Regarding (1):  I write in C and I haven't found (1) to be
that much of an issue (although I do worry about it and it's
well worth it for you to mention here).  I think the more
recent versions of gcc are able to work around this issue. 
More serious for C is the abuse of pointers (indirect
addressing, which requires lots of memory traffic).  Memory
traffic is more of a problem than register allocation,
anyway (which you point out too, regarding the stride issue)..

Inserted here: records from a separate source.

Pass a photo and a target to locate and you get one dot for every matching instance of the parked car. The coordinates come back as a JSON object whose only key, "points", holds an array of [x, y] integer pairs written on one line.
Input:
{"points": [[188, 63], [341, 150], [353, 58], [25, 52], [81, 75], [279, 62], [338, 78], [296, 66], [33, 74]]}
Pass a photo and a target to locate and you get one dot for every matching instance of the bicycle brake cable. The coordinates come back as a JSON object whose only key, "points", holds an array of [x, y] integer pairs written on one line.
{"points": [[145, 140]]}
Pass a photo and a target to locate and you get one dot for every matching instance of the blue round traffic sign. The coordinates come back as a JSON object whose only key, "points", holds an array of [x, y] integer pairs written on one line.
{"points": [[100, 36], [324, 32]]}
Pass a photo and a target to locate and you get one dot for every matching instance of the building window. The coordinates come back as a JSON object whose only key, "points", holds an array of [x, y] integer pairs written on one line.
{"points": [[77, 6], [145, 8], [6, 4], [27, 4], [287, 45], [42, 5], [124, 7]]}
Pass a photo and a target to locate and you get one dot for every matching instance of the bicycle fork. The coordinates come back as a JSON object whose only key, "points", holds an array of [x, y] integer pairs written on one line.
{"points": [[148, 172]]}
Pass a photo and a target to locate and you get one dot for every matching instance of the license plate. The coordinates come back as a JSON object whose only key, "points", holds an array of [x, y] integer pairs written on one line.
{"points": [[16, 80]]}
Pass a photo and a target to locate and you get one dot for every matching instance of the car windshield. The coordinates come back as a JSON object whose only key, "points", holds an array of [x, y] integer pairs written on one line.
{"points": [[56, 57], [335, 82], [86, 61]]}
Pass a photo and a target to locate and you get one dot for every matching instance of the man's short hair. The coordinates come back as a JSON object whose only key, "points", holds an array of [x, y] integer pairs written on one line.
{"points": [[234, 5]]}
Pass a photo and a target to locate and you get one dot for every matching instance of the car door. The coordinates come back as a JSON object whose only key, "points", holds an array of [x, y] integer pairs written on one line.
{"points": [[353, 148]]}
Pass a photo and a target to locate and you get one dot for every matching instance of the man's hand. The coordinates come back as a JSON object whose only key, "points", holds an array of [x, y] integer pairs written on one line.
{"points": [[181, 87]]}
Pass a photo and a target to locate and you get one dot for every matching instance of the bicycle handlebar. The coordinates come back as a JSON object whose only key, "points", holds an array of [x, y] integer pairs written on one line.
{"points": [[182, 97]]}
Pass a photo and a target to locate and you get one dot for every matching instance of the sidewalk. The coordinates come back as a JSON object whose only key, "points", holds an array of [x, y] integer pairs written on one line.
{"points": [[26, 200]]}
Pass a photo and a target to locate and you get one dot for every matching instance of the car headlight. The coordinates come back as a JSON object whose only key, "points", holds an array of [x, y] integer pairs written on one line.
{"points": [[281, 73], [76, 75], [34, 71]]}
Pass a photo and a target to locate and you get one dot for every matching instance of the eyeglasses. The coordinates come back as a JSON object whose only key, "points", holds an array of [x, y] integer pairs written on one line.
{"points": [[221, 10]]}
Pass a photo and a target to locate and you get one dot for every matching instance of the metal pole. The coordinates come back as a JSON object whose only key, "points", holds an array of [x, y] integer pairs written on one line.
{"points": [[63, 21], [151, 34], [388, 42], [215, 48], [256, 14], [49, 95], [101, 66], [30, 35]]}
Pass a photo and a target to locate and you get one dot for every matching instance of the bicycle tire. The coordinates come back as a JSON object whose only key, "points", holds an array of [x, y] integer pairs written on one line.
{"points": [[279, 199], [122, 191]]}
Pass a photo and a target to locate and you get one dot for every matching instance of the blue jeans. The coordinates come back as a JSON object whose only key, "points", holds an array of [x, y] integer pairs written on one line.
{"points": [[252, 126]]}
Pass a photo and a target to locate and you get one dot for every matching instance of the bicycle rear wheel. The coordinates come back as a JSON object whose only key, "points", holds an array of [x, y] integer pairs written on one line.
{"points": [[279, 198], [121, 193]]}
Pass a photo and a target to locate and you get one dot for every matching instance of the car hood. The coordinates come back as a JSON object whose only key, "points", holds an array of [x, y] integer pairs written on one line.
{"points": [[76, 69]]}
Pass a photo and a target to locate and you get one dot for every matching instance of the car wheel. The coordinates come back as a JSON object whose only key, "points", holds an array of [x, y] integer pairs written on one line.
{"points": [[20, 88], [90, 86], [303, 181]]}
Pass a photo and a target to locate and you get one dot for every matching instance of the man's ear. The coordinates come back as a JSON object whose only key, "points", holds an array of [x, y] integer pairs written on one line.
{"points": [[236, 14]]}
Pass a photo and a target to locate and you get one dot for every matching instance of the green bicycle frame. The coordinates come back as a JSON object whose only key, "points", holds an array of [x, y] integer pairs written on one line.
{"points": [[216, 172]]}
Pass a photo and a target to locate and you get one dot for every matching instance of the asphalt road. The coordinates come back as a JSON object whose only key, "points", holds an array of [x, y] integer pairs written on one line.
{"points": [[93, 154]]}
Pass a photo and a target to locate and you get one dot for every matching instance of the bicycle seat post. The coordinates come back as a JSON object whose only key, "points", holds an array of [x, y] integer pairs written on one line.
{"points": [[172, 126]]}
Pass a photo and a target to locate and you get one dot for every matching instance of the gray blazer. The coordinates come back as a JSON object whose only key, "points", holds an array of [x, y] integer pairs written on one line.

Regarding (2):  Yes, that's definitely true.  One could
write an m-file script that does x=A\b without backslash, in
maybe 50 lines of M (LU factorization if square, QR with
Householder if rectangular).  Backslash itself has maybe
250,000 lines of code (that's a guess, but an educated one
since I wrote about half that).

Some vector operations are trivial (a = b+c) to write in C
or Fortran.  If you write a=b*c where b and c are matrices,
then there's no way you'll match performance in an optimized
BLAS library.

Rule of thumb: if the work is O(n) where n is the size of
the data, then there's a decent chance that simple C or
Fortran code can match (not beat) MATLAB.  If the work is
higher than O(n) than you probably can't beat MATLAB with
simple C.  Matrix add fits in the former category; matrix
multiply doesn't.

You can always call the BLAS / LAPACK yourself, in the dense
case, or use available C code for the sparse case.  Lots of
the code in x=a*b, x=A\b, etc is open source.